Antwerp introduces identity checks near centre to combat public disturbances

In Antwerp, Mayor Bart De Wever (N-VA) has given the police permission to carry out systematic identity checks in the broader area around the Operaplein. The temporary measure, which will last until the end of May at least, is intended to combat the growing nuisance caused by young people.

Ongoing disturbances

Last year, the area around the Operaplein and De Keyserlei was also the scene of persistent springtime nuisance, often caused by very young perpetrators. Visitors to shops and restaurants were harassed, passers-by intimidated and unhoused people attacked. The police made administrative arrests of many young people and visited their homes to speak to their parents. The perpetrators of the most serious crimes were also placed under house arrest on New Year's Eve.

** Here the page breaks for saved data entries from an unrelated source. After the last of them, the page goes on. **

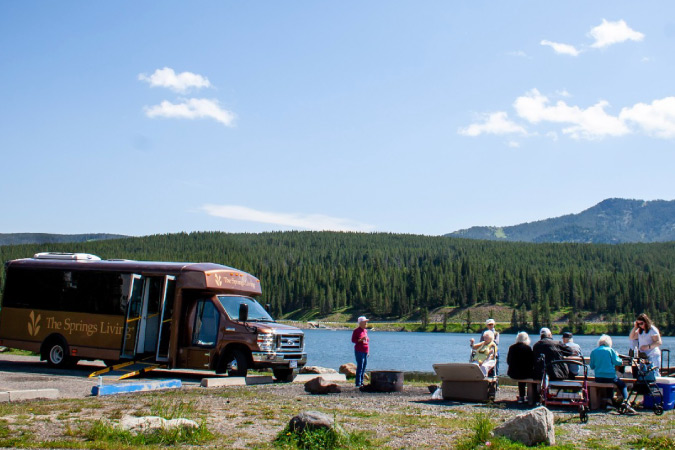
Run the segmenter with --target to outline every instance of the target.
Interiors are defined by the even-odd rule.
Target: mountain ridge
[[[675,241],[675,200],[609,198],[577,214],[445,236],[516,242],[620,244]]]
[[[0,246],[23,244],[60,244],[123,239],[129,236],[109,233],[54,234],[54,233],[0,233]]]

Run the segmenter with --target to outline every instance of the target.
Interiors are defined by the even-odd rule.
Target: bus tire
[[[68,355],[68,344],[63,338],[54,338],[45,343],[45,359],[47,364],[57,369],[65,369],[73,365]]]
[[[296,372],[293,369],[272,369],[274,378],[280,383],[290,383],[295,379]]]
[[[225,357],[227,375],[230,377],[245,377],[248,372],[248,358],[246,353],[235,348]]]

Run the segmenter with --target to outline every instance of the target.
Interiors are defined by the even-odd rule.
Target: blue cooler
[[[656,377],[656,385],[663,395],[663,410],[668,411],[675,407],[675,378]],[[658,403],[658,397],[645,395],[645,408],[653,408]]]

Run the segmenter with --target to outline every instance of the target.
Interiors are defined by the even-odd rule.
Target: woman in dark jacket
[[[526,332],[521,331],[516,336],[516,343],[509,347],[506,363],[509,365],[509,369],[506,373],[514,380],[532,378],[534,354],[530,347],[530,336],[528,336]],[[518,403],[525,402],[526,386],[527,383],[518,383]]]

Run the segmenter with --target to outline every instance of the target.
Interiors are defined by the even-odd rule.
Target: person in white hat
[[[370,346],[368,345],[368,319],[366,316],[361,316],[356,319],[359,326],[356,327],[352,333],[352,342],[354,343],[354,356],[356,357],[356,380],[354,383],[356,387],[363,386],[363,376],[366,373],[366,364],[368,362],[368,355],[370,355]]]

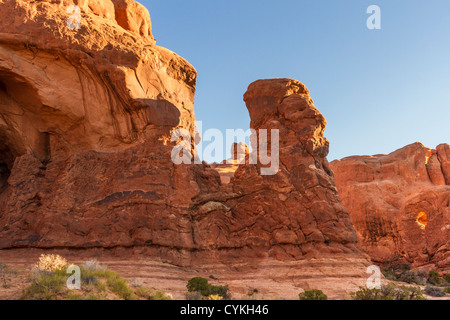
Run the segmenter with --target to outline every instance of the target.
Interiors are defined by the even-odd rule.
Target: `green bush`
[[[450,284],[450,274],[444,274],[442,277],[446,283]]]
[[[67,281],[65,270],[36,271],[31,285],[22,291],[24,300],[57,300]]]
[[[434,270],[430,270],[428,273],[428,282],[434,286],[439,286],[441,284],[439,273]]]
[[[228,286],[210,286],[208,296],[218,295],[221,296],[223,299],[229,299],[230,298],[229,291],[230,289],[228,288]]]
[[[298,295],[300,300],[328,300],[328,297],[322,290],[307,290]]]
[[[395,284],[383,285],[381,289],[360,287],[351,293],[353,300],[426,300],[420,287],[397,287]]]
[[[130,289],[128,284],[118,274],[107,271],[106,273],[106,285],[112,292],[117,294],[124,300],[131,300],[134,298],[133,290]]]
[[[229,299],[228,286],[214,286],[208,283],[208,280],[202,277],[195,277],[188,281],[186,286],[188,292],[199,292],[202,297],[208,297],[211,295],[219,295],[223,299]]]
[[[446,287],[446,288],[444,289],[444,292],[445,292],[446,294],[450,294],[450,287]]]
[[[189,292],[200,292],[202,296],[208,296],[210,284],[202,277],[195,277],[188,281],[186,288]]]

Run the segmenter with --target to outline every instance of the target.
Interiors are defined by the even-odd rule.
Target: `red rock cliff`
[[[242,165],[222,185],[206,164],[171,161],[173,130],[195,134],[194,68],[154,44],[134,2],[75,1],[69,30],[72,3],[0,1],[0,248],[128,248],[179,265],[347,256],[365,271],[303,84],[250,85],[252,128],[280,130],[279,171]]]
[[[450,147],[415,143],[331,167],[362,248],[375,261],[450,266]]]

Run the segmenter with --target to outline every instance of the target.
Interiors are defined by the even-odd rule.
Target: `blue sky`
[[[248,85],[294,78],[327,118],[329,160],[450,142],[449,0],[139,2],[157,44],[197,69],[204,129],[248,129]],[[381,30],[366,27],[372,4]]]

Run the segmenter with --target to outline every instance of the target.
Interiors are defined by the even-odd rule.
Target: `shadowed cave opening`
[[[50,157],[50,135],[38,130],[38,118],[33,117],[41,105],[39,95],[26,79],[0,70],[0,192],[8,185],[17,157],[27,152],[41,161]]]
[[[6,94],[6,85],[0,81],[0,94]],[[2,132],[0,127],[0,193],[8,185],[8,178],[11,174],[12,164],[14,162],[14,155],[7,146],[7,137]]]
[[[5,141],[6,137],[0,132],[0,193],[8,185],[8,178],[15,160],[15,156]]]

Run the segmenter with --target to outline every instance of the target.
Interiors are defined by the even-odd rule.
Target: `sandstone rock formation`
[[[195,69],[155,46],[133,1],[0,1],[0,15],[0,247],[142,245],[160,237],[152,216],[171,239],[159,210],[196,192],[168,145],[195,133]]]
[[[67,26],[73,4],[79,30]],[[25,153],[47,161],[167,139],[177,126],[194,132],[196,71],[154,45],[143,6],[18,0],[0,9],[0,148],[9,169]]]
[[[250,150],[248,145],[244,142],[235,142],[231,146],[231,158],[224,160],[219,164],[211,164],[211,168],[217,170],[220,175],[220,181],[223,184],[229,184],[234,173],[241,164],[250,164],[249,162]]]
[[[80,30],[67,27],[73,3]],[[182,266],[321,258],[332,267],[318,277],[340,263],[365,274],[303,84],[250,85],[252,128],[280,130],[279,170],[240,165],[224,185],[205,163],[172,162],[172,132],[196,134],[196,72],[154,44],[142,7],[0,0],[0,12],[0,249],[127,249]]]
[[[375,261],[450,268],[450,147],[415,143],[389,155],[333,161],[360,246]]]

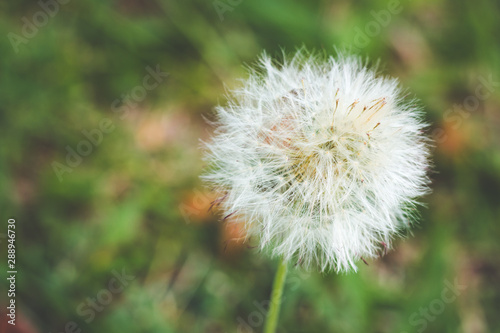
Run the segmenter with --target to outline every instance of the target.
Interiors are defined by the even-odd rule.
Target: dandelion
[[[206,144],[225,220],[283,265],[348,272],[384,253],[428,191],[426,125],[402,95],[356,57],[263,55]]]

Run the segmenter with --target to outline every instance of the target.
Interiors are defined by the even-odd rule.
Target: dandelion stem
[[[278,266],[278,271],[274,277],[273,291],[271,294],[271,303],[269,304],[269,312],[267,313],[266,326],[264,333],[275,333],[278,324],[278,317],[280,314],[281,295],[283,294],[283,287],[285,286],[286,272],[288,265],[281,259]]]

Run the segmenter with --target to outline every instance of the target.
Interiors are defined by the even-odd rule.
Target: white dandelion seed
[[[226,220],[285,261],[356,270],[410,226],[428,192],[420,108],[356,57],[264,55],[216,110],[202,178]]]

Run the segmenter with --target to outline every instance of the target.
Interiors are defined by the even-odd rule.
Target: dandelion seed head
[[[356,270],[409,227],[428,192],[426,125],[402,95],[356,57],[263,55],[216,109],[202,178],[273,256]]]

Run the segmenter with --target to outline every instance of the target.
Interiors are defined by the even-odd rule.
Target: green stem
[[[271,303],[269,304],[269,311],[267,313],[266,326],[264,333],[275,333],[278,324],[278,317],[280,314],[281,295],[283,295],[283,287],[285,286],[287,263],[281,259],[278,271],[274,277],[273,291],[271,294]]]

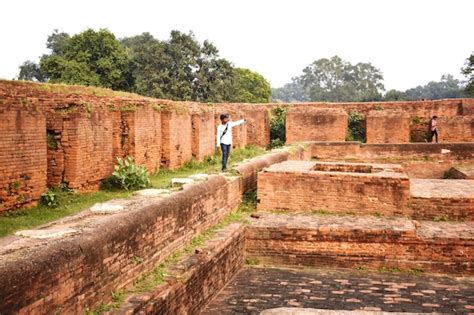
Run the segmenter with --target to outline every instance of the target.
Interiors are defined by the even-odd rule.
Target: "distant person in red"
[[[435,136],[436,143],[438,143],[438,117],[433,116],[430,119],[429,130],[428,130],[428,142],[433,142],[433,136]]]

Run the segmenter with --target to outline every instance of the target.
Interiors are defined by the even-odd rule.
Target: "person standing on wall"
[[[217,127],[217,147],[222,150],[222,171],[227,172],[227,160],[232,147],[232,128],[247,122],[246,119],[230,121],[228,114],[220,116],[221,124]]]
[[[429,123],[429,137],[428,141],[433,142],[433,136],[435,136],[436,143],[438,143],[438,116],[433,116],[433,118],[430,119]]]

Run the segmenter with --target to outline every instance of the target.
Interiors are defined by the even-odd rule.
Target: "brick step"
[[[416,219],[474,220],[474,180],[411,179],[410,195]]]
[[[258,213],[246,252],[264,264],[474,272],[474,222]]]

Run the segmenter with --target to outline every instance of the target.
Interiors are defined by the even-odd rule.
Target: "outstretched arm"
[[[229,125],[230,125],[230,127],[235,127],[235,126],[242,125],[246,122],[247,122],[247,119],[244,118],[244,119],[237,120],[237,121],[231,121],[231,122],[229,122]]]

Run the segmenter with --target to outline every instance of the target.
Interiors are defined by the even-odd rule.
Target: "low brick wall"
[[[410,183],[404,174],[313,171],[316,162],[289,161],[258,174],[258,209],[405,215]]]
[[[261,213],[247,228],[245,250],[248,258],[270,265],[474,274],[472,228],[464,223]]]
[[[474,159],[474,143],[309,142],[308,144],[311,147],[311,156],[318,159]]]
[[[109,314],[199,314],[244,263],[244,227],[231,224],[173,264],[166,283],[128,297]]]
[[[169,198],[135,202],[127,212],[79,224],[79,235],[40,243],[20,240],[20,249],[1,253],[0,309],[83,312],[218,223],[235,209],[231,195],[236,196],[227,181],[214,176]],[[135,264],[133,257],[143,263]]]
[[[235,169],[242,178],[242,193],[257,188],[257,174],[265,167],[288,160],[286,151],[270,153],[239,164]]]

The police had already carried out extra preventive surveillance in the area in recent weeks to prevent a recurrence of the phenomenon. "There has indeed been a resurgence of problematic behaviour by groups of young people who have intimidated passers-by and assaulted visitors to shops and restaurants," De Wever's cabinet said. "There have also been fights and vandalism. The perpetrators were always confronted with their behaviour or asked to leave the area. No fewer than 159 young people have been checked in recent weeks. The demographic is mostly minors from outside of Antwerp, with about 20 repeat offenders.

The police can now temporarily carry out systematic identity checks to deter disturbance. "We want to deter troublemakers who want to spoil the pleasant atmosphere," says De Wever. "Gatherings that could cause serious nuisance or disturb the peace will also be closely monitored. Especially with the good weather forecast, we need to ensure the safety of shopkeepers, restaurateurs and passers-by".